La tierra y la sombra

Acevedo arriva al suo debutto grazie, però, anche a un'importante rivoluzione digitale che sta attraversando la Colombia. Al Padiglione, dove il tema ricorrente è la forza di un Paese che offre cinque piani climatici diversi disseminati per il territorio, si accomodano al nostro tavolo anche Marcela Astudillo, rappresentante di Procolombia, e Juan Sebastian Sandino, responsabile del Ministero Tecnologia e Informazione Comunicazione della Colombia, per raccontare, in concerto, l'importanza che ha avuto nel loro Paese la legge sul cinema del 2012. Una normativa che è passata in sordina in questi tre anni, ma che vuole farsi conoscere, vuole emergere, vuole essere sfruttata, come ha già fatto Antonio Banderas con The 33, il primo film a ottenere le sovvenzioni dalla Film Commission colombiana. I requisiti sono semplici, le sovvenzioni sono precise: la Colombia assicura il 40% delle spese di produzione, comprese quelle di post, più il 20% delle spese logistiche, quali trasporto, alimentazione e fabbisogno generale. Per poter accedere a tale sovvenzione bisogna rispettare dei requisiti minimi legati al budget, di minimo 540.000 euro, e che il produttore si affidi a delle imprese locali allocando loro la logistica. L'intera produzione deve durare non più di sei mesi, un anno al massimo contando la post-produzione, che dev'essere comunque realizzata in Colombia. Il messaggio, insomma, è chiaro: se valorizzi il territorio, se ti servi delle aziende locali, quasi la metà del tuo film è pagato dal Governo. E Acevedo questo lo ha appreso sulla sua pelle.

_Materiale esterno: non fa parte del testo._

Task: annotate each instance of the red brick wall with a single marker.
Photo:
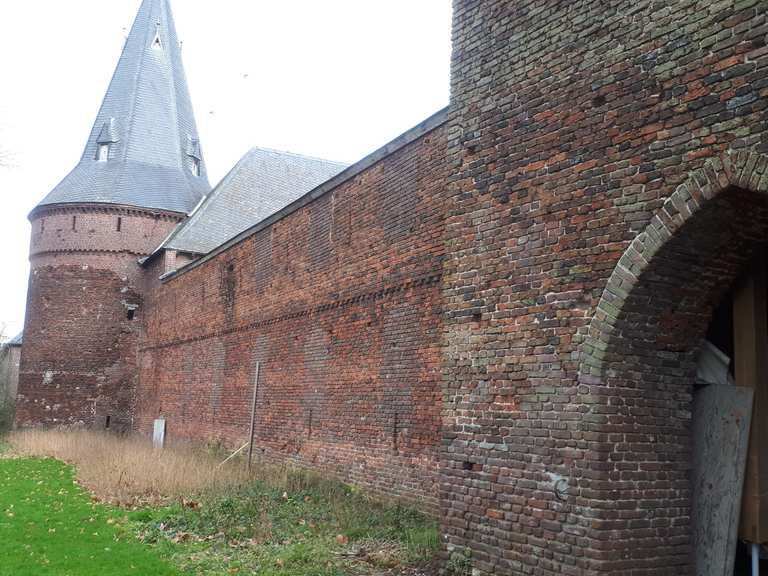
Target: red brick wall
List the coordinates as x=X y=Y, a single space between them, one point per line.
x=340 y=303
x=78 y=360
x=571 y=122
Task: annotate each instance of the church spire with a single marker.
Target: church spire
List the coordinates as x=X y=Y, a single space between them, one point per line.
x=144 y=149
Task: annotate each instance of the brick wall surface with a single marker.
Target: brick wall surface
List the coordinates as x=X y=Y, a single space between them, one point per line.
x=339 y=303
x=565 y=431
x=78 y=362
x=508 y=308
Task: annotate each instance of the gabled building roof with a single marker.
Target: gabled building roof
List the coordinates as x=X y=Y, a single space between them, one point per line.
x=145 y=127
x=261 y=183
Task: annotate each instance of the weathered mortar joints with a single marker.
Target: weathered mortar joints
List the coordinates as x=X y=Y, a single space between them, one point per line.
x=496 y=317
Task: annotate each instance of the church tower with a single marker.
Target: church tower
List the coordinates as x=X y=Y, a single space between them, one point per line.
x=141 y=173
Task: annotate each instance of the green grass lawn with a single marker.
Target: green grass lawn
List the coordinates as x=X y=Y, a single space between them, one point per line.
x=285 y=523
x=49 y=525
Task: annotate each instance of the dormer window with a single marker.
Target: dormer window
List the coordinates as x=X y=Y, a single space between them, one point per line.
x=157 y=43
x=194 y=155
x=107 y=137
x=103 y=153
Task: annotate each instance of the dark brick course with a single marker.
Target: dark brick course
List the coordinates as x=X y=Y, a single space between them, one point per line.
x=500 y=319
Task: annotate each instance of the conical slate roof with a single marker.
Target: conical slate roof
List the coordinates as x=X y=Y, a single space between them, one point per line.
x=144 y=148
x=261 y=183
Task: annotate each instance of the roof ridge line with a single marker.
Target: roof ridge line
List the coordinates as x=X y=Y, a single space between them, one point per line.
x=297 y=154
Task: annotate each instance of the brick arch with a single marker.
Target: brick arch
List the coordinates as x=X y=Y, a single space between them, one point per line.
x=638 y=363
x=744 y=170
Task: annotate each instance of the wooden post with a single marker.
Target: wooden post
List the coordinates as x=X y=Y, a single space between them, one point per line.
x=750 y=330
x=253 y=414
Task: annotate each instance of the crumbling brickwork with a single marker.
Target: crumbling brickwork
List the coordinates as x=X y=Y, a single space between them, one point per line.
x=339 y=302
x=504 y=311
x=83 y=314
x=565 y=450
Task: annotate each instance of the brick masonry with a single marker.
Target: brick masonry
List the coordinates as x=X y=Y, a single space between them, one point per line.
x=78 y=364
x=339 y=303
x=604 y=191
x=505 y=312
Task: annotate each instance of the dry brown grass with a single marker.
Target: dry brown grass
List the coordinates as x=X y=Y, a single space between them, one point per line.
x=127 y=470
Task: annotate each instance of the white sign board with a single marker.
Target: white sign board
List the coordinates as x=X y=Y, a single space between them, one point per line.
x=158 y=434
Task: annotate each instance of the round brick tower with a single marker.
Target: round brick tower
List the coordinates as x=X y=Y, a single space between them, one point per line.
x=141 y=173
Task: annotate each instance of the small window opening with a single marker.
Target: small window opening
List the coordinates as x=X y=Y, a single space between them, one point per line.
x=157 y=44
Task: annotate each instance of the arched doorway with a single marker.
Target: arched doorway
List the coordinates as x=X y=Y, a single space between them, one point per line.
x=639 y=361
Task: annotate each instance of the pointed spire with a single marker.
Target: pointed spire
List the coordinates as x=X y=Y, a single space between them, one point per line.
x=152 y=157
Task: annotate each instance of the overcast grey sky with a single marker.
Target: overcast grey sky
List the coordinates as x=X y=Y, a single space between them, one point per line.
x=328 y=78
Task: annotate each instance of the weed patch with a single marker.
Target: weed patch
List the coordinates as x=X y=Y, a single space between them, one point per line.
x=306 y=526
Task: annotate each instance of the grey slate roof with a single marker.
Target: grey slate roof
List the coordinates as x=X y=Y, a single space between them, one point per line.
x=146 y=119
x=261 y=183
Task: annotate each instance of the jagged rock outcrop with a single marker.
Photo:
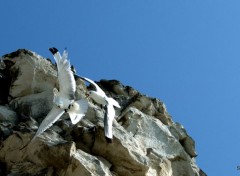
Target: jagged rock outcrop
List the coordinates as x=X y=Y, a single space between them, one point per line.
x=146 y=140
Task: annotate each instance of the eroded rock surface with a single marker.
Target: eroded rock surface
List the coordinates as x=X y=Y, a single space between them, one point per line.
x=146 y=140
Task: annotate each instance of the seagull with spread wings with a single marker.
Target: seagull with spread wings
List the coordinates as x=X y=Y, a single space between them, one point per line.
x=109 y=103
x=64 y=99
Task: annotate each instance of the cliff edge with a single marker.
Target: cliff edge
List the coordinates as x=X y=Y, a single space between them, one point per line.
x=147 y=142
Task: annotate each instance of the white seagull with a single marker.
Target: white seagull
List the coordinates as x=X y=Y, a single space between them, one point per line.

«Fino a 13 o 14 anni fa veniva prodotto uno o al massimo due film all'anno in Colombia: non c'era una vera e propria industria - racconta il regista - ed era difficile produrre film. Grazie a questa nuova legge abbiamo avuto la possibilità di crescere e far crescere la nostra industria. Siamo arrivati a produrre quasi 60 film grazie a questi incentivi. Chiaramente l'aumento della produzione ha anche permesso di imparare e di apprendere di più dal cinema e per il cinema: la stessa mano d'opera, adesso, è più competente e molti giovani hanno avuto la possibilità di emergere». La formazione è uno dei punti focali con i quali Sandino si presenta, nel suo ruolo di leader del TIC: «Abbiamo voluto abbattere delle barriere e migliorare molti degli aspetti del nostro Paese: la creazione di 17 laboratori, in 17 diverse città, ci ha permesso di aumentare l'istruzione e di far sì che una volta istruiti i giovani si potessero creare nuove aziende, nuove strutture dove lavorare. Abbiamo investito 11 milioni di dollari in questo progetto e i 17 laboratori per ora ci stanno dando soddisfazione». Ovviamente lo sviluppo digitale non passa soltanto dal cinema, perché Sandino parla anche di libri interattivi, di videogiochi - che conquistano una parte del Padiglione - e di animazione: un Paese che ha visto il 3.0, lo ha amato e ora investe tutto se stesso per abbracciarlo e viverlo. Magari insegnando anche ad altri come ci si comporta, perché nell'America latina, per ora, soltanto Puerto Rico ha lanciato degli incentivi del genere, ma in maniera minore.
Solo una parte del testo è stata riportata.